What form this takes varies widely but has the same parts as above. Your program will dictate your report capability and the ease of creating it (Ekahau is a big fan of JSON, for example). If possible, you should report your progress to your own chain or the customer, if not every day. At the end of the survey, you’ll spend time analyzing your findings and possibly doing a design. Once again, save often.

Data Collection Techniques

From a journeyman standpoint, you only need to be familiar with your technique, specifically a continuous or a stop-and-go survey. There are other forms, but not in common use. For the more widely used, continuous survey, you’ll walk constantly and drop a “pin” on the map every five feet. You MUST walk in a straight line or pivot at a point and walk at a consistent speed. 
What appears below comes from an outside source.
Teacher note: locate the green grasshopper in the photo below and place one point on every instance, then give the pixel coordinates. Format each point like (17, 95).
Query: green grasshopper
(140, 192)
The software will measure at set intervals and apply them to the time/distance you travel. Be careful about marking your progress carefully. The second type, the stop-and-go or point survey, is the opposite. In this method, you’re collecting all those auto-generated “in-between” data points.

These can be more precise, but they take much longer to scan. Be careful to stay still and face the same direction. Use this for small, irregular areas (like a machine shop) and continuous for large or open spaces. You can use both in a single survey, but most companies will dictate which.

Avoid doorways because they can introduce misleading results. Doorways often act as signal bottlenecks, causing irregular signal patterns due to interference from materials like metal, wood, or glass. These materials can distort the signal in a way that doesn't accurately reflect how the wireless signal will behave in the larger space.

Additionally, people frequently move through doorways, which can further interfere with the signal during the survey. For an accurate signal strength and coverage reading, measurements should be taken in open, stable areas.

Conclusion 

Surveys are often the first step to specialization in wireless. Remember—your prep determines your precision. Do the work with the customer before doing it FOR the customer, and with the right tools. If you keep an eye on your methodology, your first survey will be a breeze.